Nicaragua (segundo installment): tree pigs and death moths
The next morning we headed out to climb to the sumit of Volcan Madera, the older inactive and considerably smaller volcano on Isla Ometepe. We started the hike weaving through a network of dirt roads leading through local maiz y arroz fields. We could see the base of Volcan Maderas, the majority of the mountain was shrouded in clouds. From a little higher up, we got a great view of Volcan Concepcion.
Jennifer had just gotten back from a Sierra backpacking trip and is a big stud. Only, I forgot that it takes a while to adjust to hiking in hot, humid weather. in the tropics. After the first hour of me walking fast and talking a mile a minute about plants, she was ready to kill me. Once we started up the mountain, it cooled down considerably, though. Now all she had to worry about was the steep muddy trail. Sorry Jennifer!
Our muddy hike turned into scrambling over roots and tree trunks, slipping through mud and sinking into the occasional hole filled with muddy water as we got closer to the summit. Then we were litterally climbing up the trail, using tree roots and branches to pull ourselves up. Then we were attempting to hop from root to root, branch to branch after our guide, because the trail was such a tangled mess it was easier to careen from perch to perch a meter or so above the actual trail, rather than try to manouver through the trees.
When we reached the summit, it was cold and misty/rainy: cloud forest weather. the trees were stunted from strong winds. lots of bromelidads. everything obscured by mist. beautiful. from the summit, we dropped down into the crater lake that was an additional hour from the cima. this involved scambling down a gravely slope with minimal vegetation to catch ourselves on when we started to slide. although, i seem to be the only one who had much trouble. at one point, our guide almost had to catch me when i started sliding down. we had lunch at the lake, but it was too chilly to swim and thunder and lightning were threatening, time to try to make it back up and off the summit before the lightning. the rain started up in earnest on our hike back, but the lightning held off. by the time we made it back down to the base of the volcano, jennifer and i were covered in mud. our guide, however, was surprisingly clean. he spent his time walking behind us, watching and laughing as first i, then jen, then i again slipped an fell in the mud.

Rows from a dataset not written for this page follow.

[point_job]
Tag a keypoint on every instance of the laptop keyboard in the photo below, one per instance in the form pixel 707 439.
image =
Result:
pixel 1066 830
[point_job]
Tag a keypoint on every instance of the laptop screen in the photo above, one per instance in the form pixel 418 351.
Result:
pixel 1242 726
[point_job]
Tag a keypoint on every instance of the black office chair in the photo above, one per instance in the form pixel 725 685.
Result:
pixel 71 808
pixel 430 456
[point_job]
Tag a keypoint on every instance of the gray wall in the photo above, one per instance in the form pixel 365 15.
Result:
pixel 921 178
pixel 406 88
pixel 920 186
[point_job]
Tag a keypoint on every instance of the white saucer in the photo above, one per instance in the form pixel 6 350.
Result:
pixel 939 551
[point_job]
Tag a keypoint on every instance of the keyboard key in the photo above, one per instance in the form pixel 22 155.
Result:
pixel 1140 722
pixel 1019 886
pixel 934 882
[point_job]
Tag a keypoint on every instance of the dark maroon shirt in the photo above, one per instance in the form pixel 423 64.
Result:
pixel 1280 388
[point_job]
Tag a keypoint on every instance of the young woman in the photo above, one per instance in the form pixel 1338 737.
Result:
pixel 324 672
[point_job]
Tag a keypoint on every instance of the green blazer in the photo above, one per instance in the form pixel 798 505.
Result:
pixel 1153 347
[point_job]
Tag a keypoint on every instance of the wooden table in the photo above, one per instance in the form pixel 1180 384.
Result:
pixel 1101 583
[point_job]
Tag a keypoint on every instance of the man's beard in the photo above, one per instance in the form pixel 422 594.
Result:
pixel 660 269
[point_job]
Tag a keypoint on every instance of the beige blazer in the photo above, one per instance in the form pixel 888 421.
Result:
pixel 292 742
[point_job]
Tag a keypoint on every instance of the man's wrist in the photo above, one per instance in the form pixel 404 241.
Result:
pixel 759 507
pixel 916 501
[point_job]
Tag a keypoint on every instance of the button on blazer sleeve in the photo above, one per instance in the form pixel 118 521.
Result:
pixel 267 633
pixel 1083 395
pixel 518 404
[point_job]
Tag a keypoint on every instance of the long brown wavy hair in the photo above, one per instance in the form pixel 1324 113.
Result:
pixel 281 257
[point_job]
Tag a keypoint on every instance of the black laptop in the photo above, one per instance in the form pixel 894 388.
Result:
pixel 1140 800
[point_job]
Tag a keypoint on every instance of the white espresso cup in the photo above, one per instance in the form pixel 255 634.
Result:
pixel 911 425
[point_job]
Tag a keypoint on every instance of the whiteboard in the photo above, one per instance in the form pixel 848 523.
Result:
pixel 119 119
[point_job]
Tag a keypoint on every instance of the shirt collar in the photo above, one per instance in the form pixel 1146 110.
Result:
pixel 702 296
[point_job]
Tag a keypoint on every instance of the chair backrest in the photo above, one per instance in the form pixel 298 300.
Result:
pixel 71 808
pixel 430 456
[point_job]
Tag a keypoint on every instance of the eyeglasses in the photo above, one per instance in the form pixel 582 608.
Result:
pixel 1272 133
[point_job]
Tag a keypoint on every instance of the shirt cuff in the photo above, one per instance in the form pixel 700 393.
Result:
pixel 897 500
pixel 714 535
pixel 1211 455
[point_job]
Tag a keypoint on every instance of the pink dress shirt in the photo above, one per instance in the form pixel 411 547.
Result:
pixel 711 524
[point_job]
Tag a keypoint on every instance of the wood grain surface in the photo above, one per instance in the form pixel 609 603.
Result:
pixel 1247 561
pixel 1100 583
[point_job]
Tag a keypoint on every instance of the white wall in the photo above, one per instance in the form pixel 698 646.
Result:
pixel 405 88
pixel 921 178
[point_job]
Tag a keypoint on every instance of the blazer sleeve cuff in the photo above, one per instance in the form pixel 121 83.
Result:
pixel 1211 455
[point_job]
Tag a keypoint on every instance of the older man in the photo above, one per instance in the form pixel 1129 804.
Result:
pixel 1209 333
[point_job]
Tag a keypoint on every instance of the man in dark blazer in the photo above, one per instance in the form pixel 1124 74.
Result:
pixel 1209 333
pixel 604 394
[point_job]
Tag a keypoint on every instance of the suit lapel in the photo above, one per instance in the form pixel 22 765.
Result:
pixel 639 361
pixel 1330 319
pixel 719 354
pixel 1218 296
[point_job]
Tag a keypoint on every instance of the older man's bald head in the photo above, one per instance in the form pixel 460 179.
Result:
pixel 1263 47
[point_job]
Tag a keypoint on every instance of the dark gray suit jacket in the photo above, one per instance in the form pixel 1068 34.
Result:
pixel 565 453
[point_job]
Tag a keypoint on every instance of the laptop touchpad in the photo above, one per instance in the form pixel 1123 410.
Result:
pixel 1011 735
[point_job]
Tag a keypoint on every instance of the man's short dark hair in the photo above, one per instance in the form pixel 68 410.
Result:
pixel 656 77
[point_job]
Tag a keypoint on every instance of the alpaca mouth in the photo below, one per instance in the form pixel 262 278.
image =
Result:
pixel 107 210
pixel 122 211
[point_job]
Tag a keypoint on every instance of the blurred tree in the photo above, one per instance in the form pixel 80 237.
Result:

we got back to the hostel almost 10 hours later, with just enough time to jump in the kayak and paddle around a few little islands at dusk. we went around monkey island, which surprisingly enough had monkeys. who would have thought? we stayed out of poop throwing range, though. jennifer had a run-in with a death moth and heard a few tree pigs. (so i'm not quite as good with my fauna identification and like to lie). then we watched the sun set from the dock with cold beers and hot food. the sunset was amazing, rivaling those in arizona during monsoon season. it was a perfect end to our day. a perfect end to our stay in ometepe.